OVB is stuck on providing nodes

Bug #1866204 reported by Sagi (Sergey) Shnaidman
8
This bug affects 1 person
Affects Status Importance Assigned to Milestone
tripleo
Fix Released
Critical
Steve Baker

Bug Description

While running OVB registering and providing nodes, the jobs is stuck. Seems like nodes cleaning is enabled by default and it doesn't work perfectly.
In addition to nodes clean disble, we need to ensure the jobs is not stuck but fails with an appropriate message.

images script log:
https://logserver.rdoproject.org/36/711436/1/openstack-check/tripleo-ci-centos-7-ovb-3ctlr_1comp-featureset001/aeae9c5/logs/undercloud/home/zuul/overcloud_prep_images.log.txt.gz

logs:
https://logserver.rdoproject.org/36/711436/1/openstack-check/tripleo-ci-centos-7-ovb-3ctlr_1comp-featureset001/aeae9c5/

1 node is in clean_failed:
https://logserver.rdoproject.org/36/711436/1/openstack-check/tripleo-ci-centos-7-ovb-3ctlr_1comp-featureset001/aeae9c5/logs/undercloud/var/log/extra/baremetal_list.txt.gz

Revision history for this message
wes hayutin (weshayutin) wrote :
tags: added: promotion-blocker
Revision history for this message
Luke Short (ekultails) wrote :

Regarding the CentOS 8 job, it cannot find yum. By default, there *should* be a symlink from yum to dnf. I don't know why it would be missing.

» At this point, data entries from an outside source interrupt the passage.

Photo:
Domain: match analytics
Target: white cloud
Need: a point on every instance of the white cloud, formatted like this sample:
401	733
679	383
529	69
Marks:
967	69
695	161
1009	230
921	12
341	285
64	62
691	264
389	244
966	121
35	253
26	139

2020-03-05 13:59:52 | + sudo yum -y install python-tripleoclient
2020-03-05 13:59:52 | sudo: yum: command not found

https://logserver.rdoproject.org/32/25332/38/check/periodic-tripleo-ci-centos-8-ovb-3ctlr_1comp-featureset001-master/e5d131c/logs/undercloud/home/zuul/overcloud_image_build.log.txt.gz

Revision history for this message
Luke Short (ekultails) wrote :

Sagi mentioned that OVB on CentOS 8 is being tested in this review: https://review.rdoproject.org/r/#/c/25666/

Revision history for this message
Luke Short (ekultails) wrote :
Revision history for this message
Luke Short (ekultails) wrote :

The last Ansible task to run is restarting the network service on all of the nodes and that fails: http://paste.openstack.org/show/790351/

Revision history for this message
Sagi (Sergey) Shnaidman (sshnaidm) wrote :

@Luke this is a different bug, here is the problem with cleaning and providing OVB nodes.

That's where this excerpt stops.